Edit for clarity: What I'm asking is, in these examples, we're not restricting the domain of the norm/seminorm, e.g. norms $p$ and $p'$ have the same domain. But we are in some way restricting the domain of the functions on which the norm acts. Does that object, `the domain of the functions on which the norm acts' have a name?
 A: We can describe these examples by composing with a suitable linear operator. It's easier to describe the $L^1[0, 1]$ example first: we have
$$\int_0^k |f(x)| \, dx = \int_0^1 |f(x) 1_{[0, k]}(x)| \, dx$$
where $1_X$ denotes the indicator function of a subset $X$, which is equal to $1$ on $X$ and $0$ otherwise. We can describe the first example in the same way by thinking of $\mathbb{R}^n$ as the space of functions $\{ 1, 2, \dots n \} \to \mathbb{R}$ and multiplying such a function by the indicator function $1_{[1, k]}(x)$ (which amounts to setting all coordinates except the first $k$ coordinates to zero).
The general pattern is that if $(W, \| \|_W)$ is a normed vector space and $f : V \to W$ is a linear map (where $V$ is just a bare vector space) then the composite $\| v \|_V = \| f(v) \|_W$ is a seminorm on $V$ whose kernel is $\text{ker}(f)$. In this special case $V = W$ is a space of functions and $f$ is an idempotent multiplication operator which sets a function equal to zero outside of a subset. Operators of this form show up, for example, in the spectral theorem.
Alternatively we can take $f$ to be a restriction map between two different function spaces which is maybe a little cleaner, e.g. the restriction map $L^1[0, 1] \to L^1[0, k]$ in the second example and the restriction map $\mathbb{R}^{ \{ 1, \dots n \}} \to \mathbb{R}^{ \{ 1, \dots k \} }$ in the first example.

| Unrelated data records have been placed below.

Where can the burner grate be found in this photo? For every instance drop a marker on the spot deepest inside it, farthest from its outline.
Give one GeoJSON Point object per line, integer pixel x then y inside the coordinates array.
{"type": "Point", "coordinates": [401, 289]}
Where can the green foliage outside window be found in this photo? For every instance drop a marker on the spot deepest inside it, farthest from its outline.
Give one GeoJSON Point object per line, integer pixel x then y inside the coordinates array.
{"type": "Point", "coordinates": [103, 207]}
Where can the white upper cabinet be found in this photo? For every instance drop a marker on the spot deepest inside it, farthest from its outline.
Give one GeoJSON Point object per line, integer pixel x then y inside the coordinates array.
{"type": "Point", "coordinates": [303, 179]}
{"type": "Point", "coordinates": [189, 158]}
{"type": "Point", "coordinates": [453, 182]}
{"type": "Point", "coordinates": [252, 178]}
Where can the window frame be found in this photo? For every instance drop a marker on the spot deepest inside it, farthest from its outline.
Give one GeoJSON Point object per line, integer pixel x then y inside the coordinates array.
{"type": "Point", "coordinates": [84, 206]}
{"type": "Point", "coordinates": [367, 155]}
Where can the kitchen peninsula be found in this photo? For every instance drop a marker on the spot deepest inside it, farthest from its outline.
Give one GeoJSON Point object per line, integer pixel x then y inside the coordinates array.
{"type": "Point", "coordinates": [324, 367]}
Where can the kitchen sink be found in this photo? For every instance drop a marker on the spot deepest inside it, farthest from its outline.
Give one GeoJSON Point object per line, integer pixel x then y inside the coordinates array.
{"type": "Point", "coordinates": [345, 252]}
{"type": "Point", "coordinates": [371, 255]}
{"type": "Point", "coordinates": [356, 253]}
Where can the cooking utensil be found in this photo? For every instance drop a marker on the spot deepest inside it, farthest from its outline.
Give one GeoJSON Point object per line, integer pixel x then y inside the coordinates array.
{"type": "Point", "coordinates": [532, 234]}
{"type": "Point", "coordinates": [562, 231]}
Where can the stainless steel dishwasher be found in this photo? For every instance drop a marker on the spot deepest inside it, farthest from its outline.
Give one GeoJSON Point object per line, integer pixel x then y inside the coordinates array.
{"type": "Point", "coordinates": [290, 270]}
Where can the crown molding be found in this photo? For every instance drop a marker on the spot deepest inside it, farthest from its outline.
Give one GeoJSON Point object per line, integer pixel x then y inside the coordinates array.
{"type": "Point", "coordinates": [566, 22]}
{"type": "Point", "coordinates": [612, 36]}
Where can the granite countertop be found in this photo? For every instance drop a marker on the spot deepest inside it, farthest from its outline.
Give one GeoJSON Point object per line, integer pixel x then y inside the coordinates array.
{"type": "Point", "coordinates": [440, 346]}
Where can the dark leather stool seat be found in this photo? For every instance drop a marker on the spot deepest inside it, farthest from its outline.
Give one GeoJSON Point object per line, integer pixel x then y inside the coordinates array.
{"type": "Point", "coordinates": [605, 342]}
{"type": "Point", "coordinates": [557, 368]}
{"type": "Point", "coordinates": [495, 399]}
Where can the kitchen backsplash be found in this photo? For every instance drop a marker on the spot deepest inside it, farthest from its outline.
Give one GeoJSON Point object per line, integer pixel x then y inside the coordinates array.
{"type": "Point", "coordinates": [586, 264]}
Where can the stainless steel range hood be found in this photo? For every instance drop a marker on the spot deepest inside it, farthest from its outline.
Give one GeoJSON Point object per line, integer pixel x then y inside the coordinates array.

This would allow us to discuss examples like the space of continuous functions $C([0, 1])$ with the sup norm and the restriction maps $C([0, 1]) \to C([0, k])$; here the multiplication-by-an-indicator-function argument is technically not available because $1_{[0, k]}$ is not continuous and multiplication by it does not define an operator on $C([0, 1])$. Thinking about things this way has the sort of funny feature that we pull back twice: once on functions and then again on (semi)norms on functions.